Après 18 mois d’activités intensives de renforcement des capacités de 25 Comités Communaux de Protection Civile (CCPC) dont 15 dans le département de l’Artibonite et 10 du Nord-Ouest, la Coordination Départementale de la Protection Civile de l’Artibonite, en partenariat avec le Groupe pour l’Inclusion, la Recherche et l’Appui au Développement d’Haïti (GIRADEL Haïti), a organisé un atelier de clôture le mercredi 2 avril 2025 au Centre d’Opération d’Urgence Départementale (COUD) de l’Artibonite.
Plusieurs autorités locales ont rehaussé de leur présence l’éclat de cet événement, parmi lesquelles Raymond JOANEL, maire de Terre-Neuve, Mutal Lozin, maire de L’Estère, Joseph Raphaël, Directeur Général de la Mairie d’Anse-Rouge, Merceda JEAN, mairesse de Saint-Michel-de-l’Attalaye, et Anel Valmy, directeur général de la Mairie de Marmelade.
Le maire de L’Estère, M. Mutal LOZIN, a salué le succès de l’initiative, soulignant qu’elle a permis de réactiver le Comité Communal de Protection Civile (CCPC) de sa commune, jadis presque inopérant en raison des problèmes persistants d’insécurité. Il a insisté sur le fait que ce projet a redonné souffle et pertinence à un dispositif essentiel pour la protection de la population. De leur côté, les autres autorités locales ont également souligné les retombées concrètes et positives de l’intervention, en particulier la redynamisation des structures locales de gestion des risques, aujourd’hui plus fonctionnelles, plus résilientes et mieux préparées face aux aléas.

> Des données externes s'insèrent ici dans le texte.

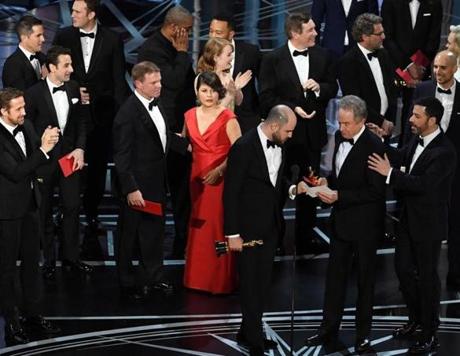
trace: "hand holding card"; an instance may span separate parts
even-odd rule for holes
[[[68,155],[65,155],[64,157],[60,158],[58,162],[59,166],[61,166],[61,171],[65,178],[75,172],[73,169],[74,158],[72,156],[69,157]]]

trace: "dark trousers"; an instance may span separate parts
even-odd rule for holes
[[[1,309],[7,321],[18,318],[19,298],[16,260],[21,260],[20,286],[23,295],[24,316],[39,314],[39,258],[40,238],[38,213],[30,210],[23,218],[0,220],[0,298]]]
[[[53,194],[59,188],[59,202],[62,212],[62,259],[76,261],[79,259],[80,234],[80,172],[65,178],[56,164],[53,171],[44,177],[40,186],[42,203],[40,205],[40,223],[43,229],[42,248],[46,265],[56,262],[56,246],[53,223]]]
[[[243,319],[240,332],[249,346],[263,348],[262,316],[270,286],[278,234],[266,236],[263,246],[238,254],[240,300]]]
[[[449,207],[449,245],[448,260],[449,271],[447,279],[450,283],[460,287],[460,185],[458,182],[460,175],[456,175],[452,185],[452,199]]]
[[[358,299],[356,301],[356,338],[369,336],[372,326],[377,239],[364,236],[361,240],[331,239],[326,277],[323,323],[321,332],[337,334],[342,321],[347,280],[353,257],[356,258]]]
[[[396,241],[395,267],[409,320],[422,325],[422,337],[439,325],[441,281],[438,275],[441,241],[415,241],[404,226]]]
[[[122,204],[118,220],[116,260],[122,287],[161,281],[163,267],[164,218],[142,213]],[[135,248],[139,267],[133,266]]]
[[[401,110],[401,134],[399,135],[399,147],[404,146],[409,142],[412,137],[410,130],[409,118],[412,113],[410,109],[412,107],[412,97],[414,95],[414,89],[403,87],[401,88],[401,99],[402,99],[402,110]]]

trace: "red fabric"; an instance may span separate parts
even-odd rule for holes
[[[215,241],[224,241],[222,193],[224,181],[203,184],[202,177],[220,165],[230,149],[227,122],[235,114],[223,110],[207,130],[198,130],[196,108],[185,113],[185,125],[192,144],[190,196],[192,211],[184,271],[184,285],[211,293],[231,293],[237,285],[235,256],[227,253],[217,257]]]

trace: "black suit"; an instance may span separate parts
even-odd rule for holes
[[[40,186],[43,197],[40,220],[43,228],[43,255],[47,265],[54,265],[56,261],[53,224],[53,194],[56,186],[59,186],[62,201],[62,258],[69,261],[79,259],[80,171],[65,178],[58,160],[76,148],[85,150],[86,122],[82,115],[78,83],[64,83],[64,88],[69,103],[66,124],[63,132],[61,131],[58,144],[50,153],[48,164],[38,170],[43,179]],[[33,123],[38,136],[41,136],[48,126],[59,128],[56,108],[46,80],[29,88],[24,98],[26,120]]]
[[[45,55],[41,52],[36,54],[40,66],[45,63]],[[16,88],[26,90],[40,80],[34,70],[30,59],[19,48],[9,56],[3,65],[2,81],[4,88]]]
[[[309,48],[309,78],[320,85],[320,95],[312,91],[305,97],[302,84],[292,60],[288,45],[264,55],[260,69],[260,102],[267,114],[277,104],[287,104],[292,109],[300,106],[307,114],[316,111],[312,119],[297,116],[292,139],[287,143],[286,168],[299,165],[302,175],[312,167],[320,169],[321,148],[327,141],[326,106],[337,94],[335,62],[329,52],[320,47]],[[296,199],[296,240],[299,251],[305,251],[315,226],[316,202],[308,197]]]
[[[367,338],[372,325],[376,251],[383,237],[385,217],[385,179],[368,168],[367,160],[372,153],[383,154],[384,146],[365,129],[337,176],[336,156],[341,137],[337,131],[333,169],[328,177],[330,188],[338,192],[338,200],[331,212],[332,238],[321,332],[336,334],[339,330],[347,274],[355,255],[358,269],[356,337]]]
[[[70,48],[74,72],[71,79],[90,94],[85,160],[88,163],[83,206],[88,220],[97,217],[104,194],[113,118],[129,93],[125,80],[125,55],[121,38],[98,25],[88,72],[85,70],[79,29],[65,27],[53,44]],[[101,144],[102,143],[102,144]]]
[[[354,45],[340,60],[338,77],[343,95],[356,95],[363,99],[367,104],[367,122],[380,126],[384,119],[396,121],[397,93],[394,86],[395,69],[388,52],[382,48],[377,51],[377,55],[378,57],[372,58],[372,61],[380,63],[383,86],[388,99],[388,109],[383,115],[380,114],[380,95],[371,67],[358,45]]]
[[[145,200],[159,202],[165,208],[166,153],[170,144],[178,140],[175,134],[168,135],[166,152],[163,150],[155,124],[134,94],[126,100],[115,117],[114,162],[122,199],[116,251],[122,287],[153,284],[162,278],[164,217],[130,208],[126,197],[139,190]],[[137,242],[141,259],[139,273],[135,272],[131,262]]]
[[[34,128],[24,122],[27,157],[14,136],[0,124],[0,296],[2,314],[17,321],[16,260],[21,258],[24,313],[39,313],[40,239],[37,207],[40,195],[35,170],[46,162]],[[33,188],[32,188],[33,185]]]
[[[284,152],[276,185],[270,181],[262,144],[254,128],[230,149],[224,187],[224,232],[244,241],[263,240],[238,255],[241,311],[240,332],[251,347],[263,347],[262,314],[270,284],[277,239],[283,225],[286,194]]]
[[[441,241],[448,234],[457,157],[455,148],[441,132],[425,147],[409,172],[416,147],[414,136],[402,150],[392,152],[392,166],[405,168],[392,170],[390,184],[401,198],[396,273],[409,309],[409,321],[422,325],[422,337],[426,340],[439,325],[438,264]]]

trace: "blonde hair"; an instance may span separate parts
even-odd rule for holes
[[[210,38],[204,45],[203,54],[198,60],[197,72],[213,72],[216,67],[214,57],[220,56],[227,46],[232,47],[233,50],[232,43],[225,38]]]
[[[457,26],[450,26],[449,28],[450,32],[452,32],[455,35],[455,44],[457,45],[458,48],[458,53],[455,53],[457,57],[460,55],[460,25]]]

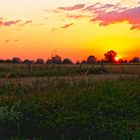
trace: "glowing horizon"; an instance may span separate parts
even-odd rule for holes
[[[0,58],[98,59],[140,56],[140,1],[5,0],[0,12]],[[56,51],[54,51],[56,50]]]

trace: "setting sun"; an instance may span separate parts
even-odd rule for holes
[[[118,61],[119,61],[119,57],[117,57],[117,56],[116,56],[116,57],[115,57],[115,61],[117,61],[117,62],[118,62]]]

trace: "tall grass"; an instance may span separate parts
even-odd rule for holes
[[[3,84],[0,139],[140,139],[139,87],[139,80]]]

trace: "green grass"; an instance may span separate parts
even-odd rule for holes
[[[31,65],[0,64],[0,78],[59,77],[92,74],[140,74],[139,64]]]
[[[0,64],[0,78],[59,77],[92,74],[140,74],[140,64],[31,65]]]
[[[0,139],[139,140],[139,87],[88,79],[1,85]]]
[[[3,64],[0,65],[0,78],[18,78],[18,77],[56,77],[56,76],[75,76],[102,74],[105,69],[88,65],[28,65]]]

La cérémonie d’ouverture de l’atelier a été lancée par une allocution du Délégué Départemental de l’Artibonite, M. Ivens NERELUS, qui a campé le cadre de la rencontre en retraçant le contexte général et en précisant les objectifs stratégiques des activités engagées.
L’activité s’inscrit dans le cadre du Projet de Gestion des Risques et de Résilience aux Aléas Climatiques (PGRAC) de la DGPC, mis en œuvre par l’Unité de Coordination de Projets du Ministère de l’Intérieur et des Collectivités Territoriales (UCP/MICT) en tant qu’agence d’exécution, avec le soutien financier de la Banque mondiale. À ce titre, GIRADEL Haïti a été désigné comme Opérateur d’Exécution du Projet (OEP) pour piloter la composante de renforcement des capacités dans 25 communes, réparties entre l’Artibonite et le Nord-Ouest.
Selon Faustin Joseph, Directeur Départemental de la Protection Civile de l’Artibonite, les actions entreprises ont permis d’améliorer significativement la préparation des communautés face aux risques climatiques et autres aléas, à travers des formations ciblées et des simulations grandeur nature.
Dans sa présentation, Karl Arthur Daphnis, chargé de programme à GIRADEL, a exposé les résultats majeurs atteints. Il a souligné l’importance d’une approche holistique incluant le renforcement des connaissances des membres des CCPC, la gestion des centres d’opérations d’urgence communaux (COUC), l’élaboration de plans d’urgence familiale (PUF), la planification des réponses aux urgences (PRU), et la sensibilisation aux violences basées sur le genre (VBG) en contexte de crise.
Ces formations ont été mises en œuvre dans toutes les communes ciblées à l’exception de Petite-Rivière-de-l’Artibonite, où l’insécurité représentée par la présence de gangs armés a empêché les interventions prévues.
Outre les formations, le projet a permis la réalisation de campagnes de sensibilisation à grande échelle, l’élaboration et la mise à jour des plans de contingence communaux, la tenue d’exercices de simulation (SIMEX), ainsi que la distribution de matériels et équipements de fonctionnement aux CCPC.
Chaque comité a reçu un ensemble d’outils incluant des kits solaires, des kits de visibilité (maillots, drapeaux), des sacs à dos, ainsi qu’un kit électronique composé de trois tablettes, d’un modem et d’un plan Internet valable pour une durée d’un an.
Les intervenants ont partagé les leçons apprises et formulé des recommandations en faveur d’une éventuelle seconde phase du projet. Celle-ci viserait à consolider les acquis, étendre les bonnes pratiques à d’autres communes, et renforcer la résilience communautaire dans un contexte national marqué par une vulnérabilité croissante aux désastres.
L’atelier de clôture a réaffirmé, à travers les témoignages des autorités locales et des acteurs communautaires, la pertinence d’investir dans les capacités locales de prévention et de gestion des risques, pierre angulaire d’un développement durable et résilient.